Lydia Hofmann, Svenja Lohse and Tonio Weidler
(hofmann|lohse|weidler)@cl.uni-heidelberg.de
Institute of Computational Linguistics
Heidelberg University, Germany
Goal of this project is an unsupervised classification of text types.
In the first step the algorithm normalises the given texts, with a so-called "Parser". After that it analyses the preprocessed data with an extensible set of features returning an ARFF-file with the results, which Weka uses to run algorithms with and to evaluate the outcome.
Further steps would be i.a. an expansion of features and data to differentiate more classes successfully.

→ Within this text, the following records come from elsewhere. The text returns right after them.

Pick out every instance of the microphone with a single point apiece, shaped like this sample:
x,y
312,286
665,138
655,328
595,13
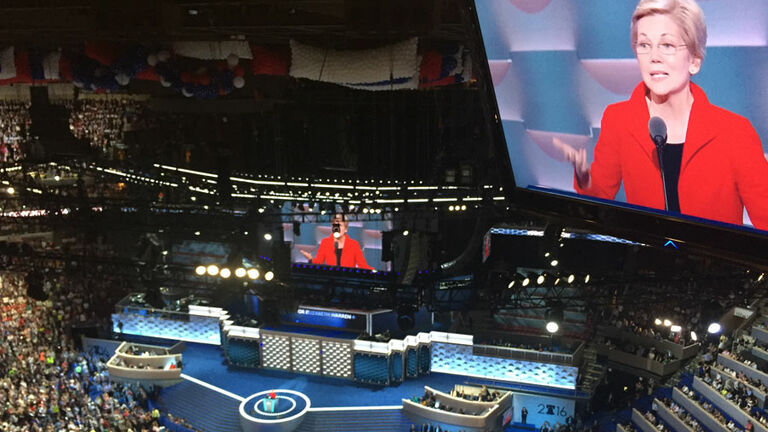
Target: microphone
x,y
658,130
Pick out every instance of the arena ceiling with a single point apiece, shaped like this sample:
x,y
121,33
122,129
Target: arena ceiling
x,y
340,22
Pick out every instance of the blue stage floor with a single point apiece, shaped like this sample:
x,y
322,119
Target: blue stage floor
x,y
206,363
338,334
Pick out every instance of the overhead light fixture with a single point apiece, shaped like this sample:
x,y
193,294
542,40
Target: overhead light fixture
x,y
714,328
552,327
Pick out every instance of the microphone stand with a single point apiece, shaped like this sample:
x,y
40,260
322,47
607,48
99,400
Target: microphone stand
x,y
660,152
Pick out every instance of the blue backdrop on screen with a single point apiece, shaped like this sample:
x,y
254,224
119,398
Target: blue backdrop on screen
x,y
542,409
341,320
556,65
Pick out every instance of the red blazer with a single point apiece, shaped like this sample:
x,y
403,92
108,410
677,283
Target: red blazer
x,y
723,168
351,254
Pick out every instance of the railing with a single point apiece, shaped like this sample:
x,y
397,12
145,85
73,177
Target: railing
x,y
760,333
677,350
524,354
638,362
725,405
671,418
759,395
483,422
703,416
738,366
642,423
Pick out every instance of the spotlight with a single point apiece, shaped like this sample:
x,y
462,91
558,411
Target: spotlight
x,y
714,328
554,316
552,327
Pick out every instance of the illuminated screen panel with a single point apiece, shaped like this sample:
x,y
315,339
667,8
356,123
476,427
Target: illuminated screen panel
x,y
328,318
357,242
557,66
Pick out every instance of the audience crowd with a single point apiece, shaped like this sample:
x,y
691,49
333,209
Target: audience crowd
x,y
707,406
685,310
103,122
682,414
637,349
46,383
15,125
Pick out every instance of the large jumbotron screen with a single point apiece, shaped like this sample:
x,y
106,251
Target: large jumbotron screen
x,y
343,240
556,65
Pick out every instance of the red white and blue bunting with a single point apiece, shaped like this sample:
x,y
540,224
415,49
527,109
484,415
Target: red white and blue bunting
x,y
207,70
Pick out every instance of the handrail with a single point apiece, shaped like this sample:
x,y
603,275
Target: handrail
x,y
669,416
523,354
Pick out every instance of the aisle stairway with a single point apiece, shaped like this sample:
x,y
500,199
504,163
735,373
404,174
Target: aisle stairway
x,y
390,420
591,371
204,409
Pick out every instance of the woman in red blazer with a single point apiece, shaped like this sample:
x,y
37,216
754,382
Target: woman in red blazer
x,y
713,156
339,249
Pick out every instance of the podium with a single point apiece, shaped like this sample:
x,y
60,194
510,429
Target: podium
x,y
270,405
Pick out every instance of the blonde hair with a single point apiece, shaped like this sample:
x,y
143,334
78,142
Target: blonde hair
x,y
687,15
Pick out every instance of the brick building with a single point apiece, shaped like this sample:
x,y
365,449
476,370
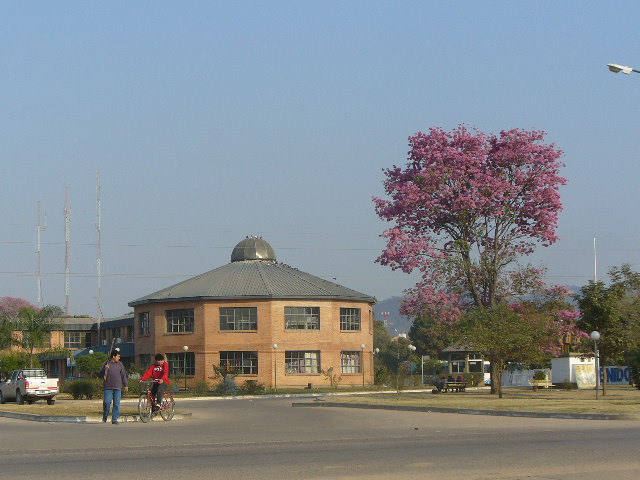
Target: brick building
x,y
268,321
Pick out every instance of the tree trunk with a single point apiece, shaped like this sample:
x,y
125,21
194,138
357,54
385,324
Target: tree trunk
x,y
493,378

TyRex is written in Python3!
- https://pypi.python.org/pypi/html2text or
pip3 install html2text
(needs sudo) - https://perso.limsi.fr/pointal/doku.php?id=dev:treetaggerwrapper or
pip3 install treetaggerwrapper
(needs sudo) - http://www.cis.uni-muenchen.de/~schmid/tools/TreeTagger/ the TreeTagger
Though this should be all additional software needed, you might miss some usually standard packages in python. Contact us if further help is needed.
Directory | Content |
---|---|
raw_data | unnormalized files for coarse classes |
fine_data | contains for fine-grained classes: new_data - unnormalized files new_data.zip - those as archive data_fine - normalized files feature_maps_fine - JSON feature map files this data takes more than 3h to compute, you should not recompute it if not necessary. Use -j in learn.sh to use the already calced data! |
data | normalized files for coarse classes |
feature_maps | JSON feature maps for coarse classes |
test_data | few files to test learn.sh without waiting too long for results |
data* and feature_maps* folders contain precalculated data, that takes some time to get calculated. To test the system, test_data may be enough.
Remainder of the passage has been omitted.